Writing Secure Programs
The main focus of most writing about security is network security and physical security. Not much is written about writing secure programs. A lot of what you need to write secure programs is common sense, but due to time constraints and design shortcuts, it is rarely used. Any good programmer knows the concepts but usually does not have the time to implement them; there is a lot of pressure to produce a lot of code and get the project done.
In the early 1970s, the concept of structured programming was alive. Not only was the program structured but the whole project had structure; there were technical specifications, design specifications, detail design specifications, design walk-throughs and code walk-throughs. This made projects bigger and longer, but when finished, the code was debugged easily and often worked with few changes. Some of these projects took many years to produce. However, there was little external influence from networks, the Web and time to market.
Today, a lot of the structured development process has literally disappeared. But security starts with the design of the program or application and depends on coding standards established by the organization where the work is being done.

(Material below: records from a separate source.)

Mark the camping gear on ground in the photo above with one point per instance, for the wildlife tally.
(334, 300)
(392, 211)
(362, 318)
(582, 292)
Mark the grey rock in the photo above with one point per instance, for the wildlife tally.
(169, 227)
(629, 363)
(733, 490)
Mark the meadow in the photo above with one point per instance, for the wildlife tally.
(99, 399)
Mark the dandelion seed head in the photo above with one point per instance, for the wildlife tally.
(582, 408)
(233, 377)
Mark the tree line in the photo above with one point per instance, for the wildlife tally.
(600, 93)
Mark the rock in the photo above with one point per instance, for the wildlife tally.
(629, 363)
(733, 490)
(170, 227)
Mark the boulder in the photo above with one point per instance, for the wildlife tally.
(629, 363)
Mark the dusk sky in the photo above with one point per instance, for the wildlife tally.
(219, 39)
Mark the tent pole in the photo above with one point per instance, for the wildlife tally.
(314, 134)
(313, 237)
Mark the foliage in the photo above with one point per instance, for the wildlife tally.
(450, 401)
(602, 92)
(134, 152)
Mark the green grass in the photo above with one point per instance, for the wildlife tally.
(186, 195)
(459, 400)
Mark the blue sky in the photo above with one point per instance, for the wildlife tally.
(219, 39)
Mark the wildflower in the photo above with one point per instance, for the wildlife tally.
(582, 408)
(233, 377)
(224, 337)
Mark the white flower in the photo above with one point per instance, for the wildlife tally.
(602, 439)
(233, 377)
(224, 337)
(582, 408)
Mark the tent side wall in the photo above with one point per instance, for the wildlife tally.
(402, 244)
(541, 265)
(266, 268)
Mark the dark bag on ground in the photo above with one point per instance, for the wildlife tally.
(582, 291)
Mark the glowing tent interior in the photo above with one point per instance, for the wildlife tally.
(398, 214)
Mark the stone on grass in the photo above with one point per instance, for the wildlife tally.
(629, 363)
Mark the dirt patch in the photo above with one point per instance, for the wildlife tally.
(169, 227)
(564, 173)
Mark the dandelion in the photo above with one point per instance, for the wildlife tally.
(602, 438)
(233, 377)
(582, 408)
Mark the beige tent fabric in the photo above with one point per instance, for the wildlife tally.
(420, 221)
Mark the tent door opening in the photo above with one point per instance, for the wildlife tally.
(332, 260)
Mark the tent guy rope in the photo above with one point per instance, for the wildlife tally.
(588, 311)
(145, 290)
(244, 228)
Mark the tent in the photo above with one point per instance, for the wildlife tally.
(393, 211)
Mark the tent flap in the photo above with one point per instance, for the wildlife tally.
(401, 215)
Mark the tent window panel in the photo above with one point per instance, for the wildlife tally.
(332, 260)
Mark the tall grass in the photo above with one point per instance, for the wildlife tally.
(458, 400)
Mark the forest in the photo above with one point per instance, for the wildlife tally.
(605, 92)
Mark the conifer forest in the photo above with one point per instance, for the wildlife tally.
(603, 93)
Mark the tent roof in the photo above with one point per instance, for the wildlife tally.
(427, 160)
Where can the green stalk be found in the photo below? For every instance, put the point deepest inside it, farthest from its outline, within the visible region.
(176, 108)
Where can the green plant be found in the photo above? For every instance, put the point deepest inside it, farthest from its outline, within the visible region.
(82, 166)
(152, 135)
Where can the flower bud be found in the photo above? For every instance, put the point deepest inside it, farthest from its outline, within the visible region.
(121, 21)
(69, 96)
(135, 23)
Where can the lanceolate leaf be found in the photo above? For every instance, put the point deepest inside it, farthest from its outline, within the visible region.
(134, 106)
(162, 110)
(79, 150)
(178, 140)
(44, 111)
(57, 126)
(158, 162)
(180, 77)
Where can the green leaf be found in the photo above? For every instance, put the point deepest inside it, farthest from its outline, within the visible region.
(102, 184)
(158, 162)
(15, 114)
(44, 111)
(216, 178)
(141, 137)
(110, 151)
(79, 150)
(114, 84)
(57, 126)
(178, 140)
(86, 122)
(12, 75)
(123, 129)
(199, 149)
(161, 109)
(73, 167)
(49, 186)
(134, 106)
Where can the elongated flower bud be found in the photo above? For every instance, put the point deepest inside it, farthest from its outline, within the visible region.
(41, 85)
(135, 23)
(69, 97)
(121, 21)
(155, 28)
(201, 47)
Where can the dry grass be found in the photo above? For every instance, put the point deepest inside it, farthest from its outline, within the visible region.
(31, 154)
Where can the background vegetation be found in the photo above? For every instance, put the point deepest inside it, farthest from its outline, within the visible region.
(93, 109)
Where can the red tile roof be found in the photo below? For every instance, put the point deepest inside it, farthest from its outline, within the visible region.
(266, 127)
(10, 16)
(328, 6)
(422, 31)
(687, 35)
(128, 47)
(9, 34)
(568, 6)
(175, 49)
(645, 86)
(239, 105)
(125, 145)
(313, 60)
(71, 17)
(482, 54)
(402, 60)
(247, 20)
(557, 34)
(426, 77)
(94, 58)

It is very unlikely that any code will be 100% secure; no code ever is. But, what can be done to make sure code is solid and secure? This article offers some ideas on what to consider and explains three tools to help write secure code. When designing and implementing an embedded system, more care is required for the coding. With the assistance of the tools in the Resources section, a lot of coding errors can be checked. The ultimate judge of secure code is left up to the implementer of the code and the ability of the implementer to understand what is secure.
Every function returns some type of status, returned either directly or as part of errno. Checking these should be simple. In C++, the exception-handling capability is easy to use but can be complicated to set up. Exception handling has improved greatly over the past few years, once the C++ standard was finalized. When practical, it should be used. Previous practice had been to ignore errors, because it was thought the data being passed was valid. This has been proven to be a bad assumption.
Data buffer overflows have led to many security fixes in the past years. When writing for an embedded system, checking for error returns is important. Decisions need to be made about whether the error is benign and can be ignored. If the error is not benign, maybe it can be corrected. If it cannot be corrected, does the system perform a soft reset or a hard reset? In some cases a soft reset, causing the action in error to be restarted, is all that is required. This is the basis for some fault-tolerant systems. Depending on the type of device, a hard reset may not be a bad thing. Other times, some form of recovery is a must.
Instead of using sprintf, strcpy and strcat, use functions like strncpy and strncat. These functions make sure the buffer does not overflow and discard any excess. Do not use fgets when reading data, as this allows overflows. These may seem like simple changes, but they are easy to forget, as is string handling, one of the most exploited areas of programs. Automated test programs check for these problems quite nicely, but the tests can be misleading. Some uses of the string function may be flagged as a problem but prove to be fine in the context where used. This is where the ability and knowledge of the implementer plays an important role. The logs generated by the tools need to be scanned to determine what code has been flagged and needs to be changed.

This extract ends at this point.